While the people of the Orkney Islands in Scotland – where the stone walls of Skara Brae date back to 3,100 BC – might have something to say about that claim, the reopening of the wall will provide a welcome boost to Cologne’s tourism after a series of negative headlines for the city in recent months.
The wall is built on a foundation of oak, whose trunks were chopped down in the winter of 4 AD/ 5 AD. Tests on the wood have allowed researchers to exactly date the structure's origins.
“It is 100 percent certain [that it was built then]” Trier said.
Refurbishment of the fortification – which lies 15 metres under the ground – cost €800,000, with new lighting and the surrounding visitor experience also being modernized.
What remains of the wall was originally the lower part of a watchtower located on the south-eastern corner of a fortress the Romans built when they first attempted to subdue the Rhineland at the start of the first millennium.
Fifty years later the settlement was recognized as city, or Colonia, from where it derives its modern name.
The stone structure managed to survive because it was later incorporated into the city walls and so maintained a purpose.

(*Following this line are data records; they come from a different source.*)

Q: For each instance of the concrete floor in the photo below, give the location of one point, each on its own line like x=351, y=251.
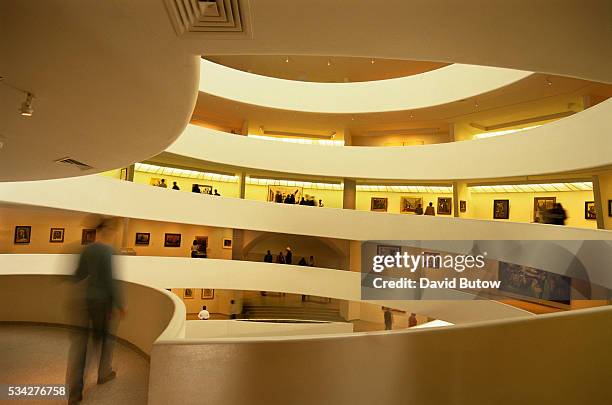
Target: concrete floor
x=38, y=355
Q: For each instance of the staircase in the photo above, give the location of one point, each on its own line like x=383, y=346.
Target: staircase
x=313, y=313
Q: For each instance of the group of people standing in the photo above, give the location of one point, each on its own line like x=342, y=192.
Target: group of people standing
x=429, y=210
x=287, y=258
x=195, y=188
x=291, y=198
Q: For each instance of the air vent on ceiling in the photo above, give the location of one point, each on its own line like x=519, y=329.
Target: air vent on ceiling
x=214, y=19
x=70, y=161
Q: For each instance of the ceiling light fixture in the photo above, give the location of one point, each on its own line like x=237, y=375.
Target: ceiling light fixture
x=26, y=109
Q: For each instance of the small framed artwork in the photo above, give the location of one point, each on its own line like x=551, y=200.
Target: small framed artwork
x=204, y=189
x=208, y=294
x=410, y=204
x=541, y=205
x=387, y=250
x=172, y=240
x=501, y=209
x=589, y=210
x=88, y=236
x=22, y=234
x=142, y=239
x=378, y=204
x=445, y=205
x=56, y=235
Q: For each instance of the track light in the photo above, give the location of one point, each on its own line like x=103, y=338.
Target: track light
x=26, y=109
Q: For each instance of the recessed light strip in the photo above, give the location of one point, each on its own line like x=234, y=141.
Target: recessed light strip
x=533, y=188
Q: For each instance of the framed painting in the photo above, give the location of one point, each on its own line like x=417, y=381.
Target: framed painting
x=540, y=206
x=22, y=234
x=589, y=210
x=142, y=239
x=208, y=294
x=410, y=204
x=445, y=205
x=56, y=235
x=172, y=240
x=501, y=209
x=378, y=204
x=88, y=236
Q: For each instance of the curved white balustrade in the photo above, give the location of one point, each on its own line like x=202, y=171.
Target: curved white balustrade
x=501, y=362
x=570, y=39
x=578, y=142
x=94, y=194
x=171, y=272
x=440, y=86
x=151, y=314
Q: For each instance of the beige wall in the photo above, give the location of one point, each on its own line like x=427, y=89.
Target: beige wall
x=149, y=312
x=330, y=253
x=480, y=206
x=401, y=140
x=518, y=154
x=393, y=204
x=605, y=187
x=188, y=233
x=226, y=189
x=537, y=360
x=220, y=304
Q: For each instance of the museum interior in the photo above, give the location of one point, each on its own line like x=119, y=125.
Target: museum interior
x=239, y=154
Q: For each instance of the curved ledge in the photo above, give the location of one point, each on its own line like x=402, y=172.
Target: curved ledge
x=387, y=368
x=440, y=86
x=146, y=202
x=550, y=148
x=159, y=273
x=168, y=321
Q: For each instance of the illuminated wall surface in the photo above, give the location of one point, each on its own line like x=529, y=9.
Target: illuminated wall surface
x=432, y=262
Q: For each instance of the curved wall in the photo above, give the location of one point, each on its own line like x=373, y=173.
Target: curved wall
x=96, y=194
x=550, y=359
x=552, y=148
x=169, y=272
x=568, y=39
x=440, y=86
x=150, y=313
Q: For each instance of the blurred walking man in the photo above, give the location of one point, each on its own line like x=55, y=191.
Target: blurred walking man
x=101, y=295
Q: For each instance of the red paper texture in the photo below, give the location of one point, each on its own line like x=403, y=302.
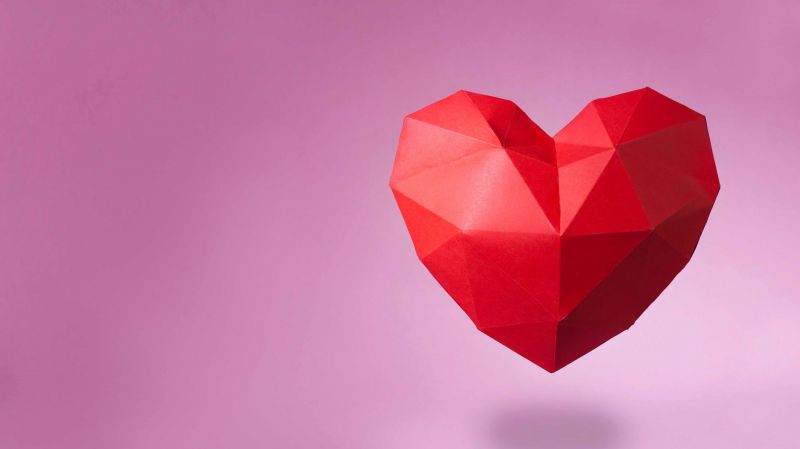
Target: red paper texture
x=553, y=245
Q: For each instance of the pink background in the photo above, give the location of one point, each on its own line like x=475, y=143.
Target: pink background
x=199, y=249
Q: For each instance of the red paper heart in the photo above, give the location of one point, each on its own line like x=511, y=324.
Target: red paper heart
x=554, y=245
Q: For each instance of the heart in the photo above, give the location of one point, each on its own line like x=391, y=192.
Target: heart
x=554, y=245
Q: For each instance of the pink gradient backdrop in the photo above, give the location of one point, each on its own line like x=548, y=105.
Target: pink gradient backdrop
x=198, y=247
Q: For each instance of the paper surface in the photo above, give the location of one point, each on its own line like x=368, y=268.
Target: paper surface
x=552, y=246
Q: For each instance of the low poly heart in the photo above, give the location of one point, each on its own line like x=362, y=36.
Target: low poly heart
x=554, y=245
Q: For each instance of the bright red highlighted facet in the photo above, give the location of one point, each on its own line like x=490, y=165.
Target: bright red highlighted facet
x=552, y=246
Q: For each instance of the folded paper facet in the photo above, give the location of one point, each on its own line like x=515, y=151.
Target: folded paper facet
x=552, y=246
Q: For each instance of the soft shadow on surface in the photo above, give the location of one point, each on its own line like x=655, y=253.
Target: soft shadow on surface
x=557, y=428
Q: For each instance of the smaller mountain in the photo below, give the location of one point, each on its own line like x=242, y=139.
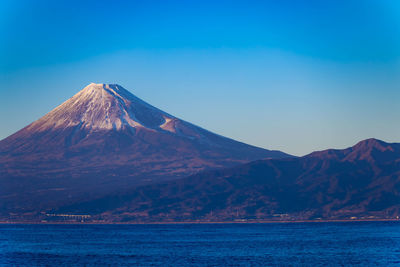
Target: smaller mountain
x=360, y=182
x=106, y=140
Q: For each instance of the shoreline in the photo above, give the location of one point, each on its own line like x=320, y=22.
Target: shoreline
x=197, y=222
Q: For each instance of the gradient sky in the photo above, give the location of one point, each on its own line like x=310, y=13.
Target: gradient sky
x=297, y=76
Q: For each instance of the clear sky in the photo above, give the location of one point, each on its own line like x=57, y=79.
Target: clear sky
x=297, y=76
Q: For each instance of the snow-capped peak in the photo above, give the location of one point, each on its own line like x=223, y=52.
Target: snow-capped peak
x=105, y=107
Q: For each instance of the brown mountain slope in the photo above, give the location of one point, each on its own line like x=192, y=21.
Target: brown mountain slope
x=362, y=181
x=105, y=140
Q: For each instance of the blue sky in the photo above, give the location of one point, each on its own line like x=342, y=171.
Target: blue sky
x=297, y=76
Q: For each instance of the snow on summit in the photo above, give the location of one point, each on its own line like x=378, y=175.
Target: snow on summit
x=105, y=107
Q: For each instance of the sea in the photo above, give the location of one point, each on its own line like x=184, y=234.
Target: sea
x=269, y=244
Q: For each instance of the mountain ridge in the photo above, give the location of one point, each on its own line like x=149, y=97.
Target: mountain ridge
x=103, y=140
x=315, y=186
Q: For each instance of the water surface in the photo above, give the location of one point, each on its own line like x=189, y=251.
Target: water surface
x=352, y=243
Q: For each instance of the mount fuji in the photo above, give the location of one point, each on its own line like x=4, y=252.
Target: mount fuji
x=103, y=140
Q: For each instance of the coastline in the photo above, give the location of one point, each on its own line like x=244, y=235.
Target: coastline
x=196, y=222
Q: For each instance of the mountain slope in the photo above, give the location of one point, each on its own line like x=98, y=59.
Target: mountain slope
x=104, y=140
x=362, y=181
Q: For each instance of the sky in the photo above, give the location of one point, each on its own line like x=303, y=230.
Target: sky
x=296, y=76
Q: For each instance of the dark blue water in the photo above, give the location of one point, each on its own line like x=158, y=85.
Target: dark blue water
x=355, y=243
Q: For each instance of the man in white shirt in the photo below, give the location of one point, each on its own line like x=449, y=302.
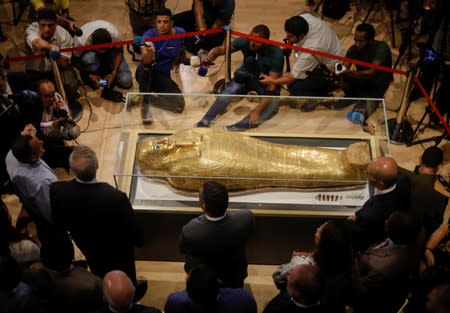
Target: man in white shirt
x=46, y=37
x=307, y=77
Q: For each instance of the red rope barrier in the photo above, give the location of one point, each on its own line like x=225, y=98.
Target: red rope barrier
x=115, y=44
x=320, y=53
x=255, y=38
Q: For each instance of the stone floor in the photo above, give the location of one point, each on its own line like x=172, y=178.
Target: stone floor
x=102, y=120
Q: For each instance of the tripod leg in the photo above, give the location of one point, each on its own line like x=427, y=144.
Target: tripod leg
x=369, y=11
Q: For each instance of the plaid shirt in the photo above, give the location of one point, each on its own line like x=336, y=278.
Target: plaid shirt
x=145, y=7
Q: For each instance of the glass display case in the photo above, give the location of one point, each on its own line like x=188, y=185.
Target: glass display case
x=295, y=163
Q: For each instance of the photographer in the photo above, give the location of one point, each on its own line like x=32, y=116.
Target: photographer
x=101, y=64
x=56, y=121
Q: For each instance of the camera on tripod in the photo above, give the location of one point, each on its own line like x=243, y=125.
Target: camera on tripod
x=61, y=113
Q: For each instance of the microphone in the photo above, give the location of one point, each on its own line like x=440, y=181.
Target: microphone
x=54, y=54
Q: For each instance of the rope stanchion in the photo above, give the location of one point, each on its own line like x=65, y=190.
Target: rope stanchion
x=58, y=79
x=115, y=44
x=432, y=104
x=254, y=38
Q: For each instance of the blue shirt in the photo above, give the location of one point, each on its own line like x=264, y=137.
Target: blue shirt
x=166, y=51
x=33, y=181
x=230, y=300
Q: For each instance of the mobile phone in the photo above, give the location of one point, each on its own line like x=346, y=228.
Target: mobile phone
x=443, y=181
x=103, y=83
x=339, y=68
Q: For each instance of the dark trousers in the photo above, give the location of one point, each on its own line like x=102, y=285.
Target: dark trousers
x=186, y=20
x=365, y=88
x=154, y=81
x=69, y=79
x=316, y=84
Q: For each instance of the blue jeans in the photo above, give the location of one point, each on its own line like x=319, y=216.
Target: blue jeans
x=101, y=64
x=233, y=88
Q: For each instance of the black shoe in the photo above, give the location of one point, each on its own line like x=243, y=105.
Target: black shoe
x=234, y=128
x=309, y=107
x=112, y=95
x=141, y=289
x=161, y=104
x=343, y=103
x=146, y=115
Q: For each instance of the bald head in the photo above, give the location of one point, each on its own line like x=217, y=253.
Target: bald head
x=83, y=163
x=305, y=284
x=118, y=291
x=382, y=172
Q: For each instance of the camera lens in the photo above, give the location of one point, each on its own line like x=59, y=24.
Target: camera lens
x=60, y=113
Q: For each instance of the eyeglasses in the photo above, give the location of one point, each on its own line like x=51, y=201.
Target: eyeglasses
x=48, y=95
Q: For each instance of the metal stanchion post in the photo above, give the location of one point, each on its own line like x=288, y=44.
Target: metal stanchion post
x=399, y=128
x=220, y=84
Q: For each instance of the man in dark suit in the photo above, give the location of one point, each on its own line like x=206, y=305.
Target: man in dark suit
x=217, y=238
x=100, y=218
x=383, y=272
x=304, y=290
x=425, y=201
x=388, y=193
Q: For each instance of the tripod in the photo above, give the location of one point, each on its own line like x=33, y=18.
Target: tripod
x=437, y=139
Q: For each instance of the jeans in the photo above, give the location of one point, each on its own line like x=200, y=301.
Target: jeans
x=365, y=88
x=154, y=81
x=233, y=88
x=101, y=64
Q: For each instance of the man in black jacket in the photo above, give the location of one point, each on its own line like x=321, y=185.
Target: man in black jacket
x=217, y=238
x=99, y=217
x=388, y=193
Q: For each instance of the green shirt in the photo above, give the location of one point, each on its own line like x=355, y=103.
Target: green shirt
x=270, y=58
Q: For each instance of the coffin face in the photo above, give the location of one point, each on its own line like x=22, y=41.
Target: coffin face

“You have to imagine how the Celtic-Germanic population would have rubbed their eyes at the structure which was suddenly erected there,” said Trier, adding that Roman engineering know-how was only achieved again in the modern era.
In Cologne the ancient walls are known as the Ubier Monument, due to a mistaken belief that the Ubier who settled the area after the Romans left were responsible for its construction.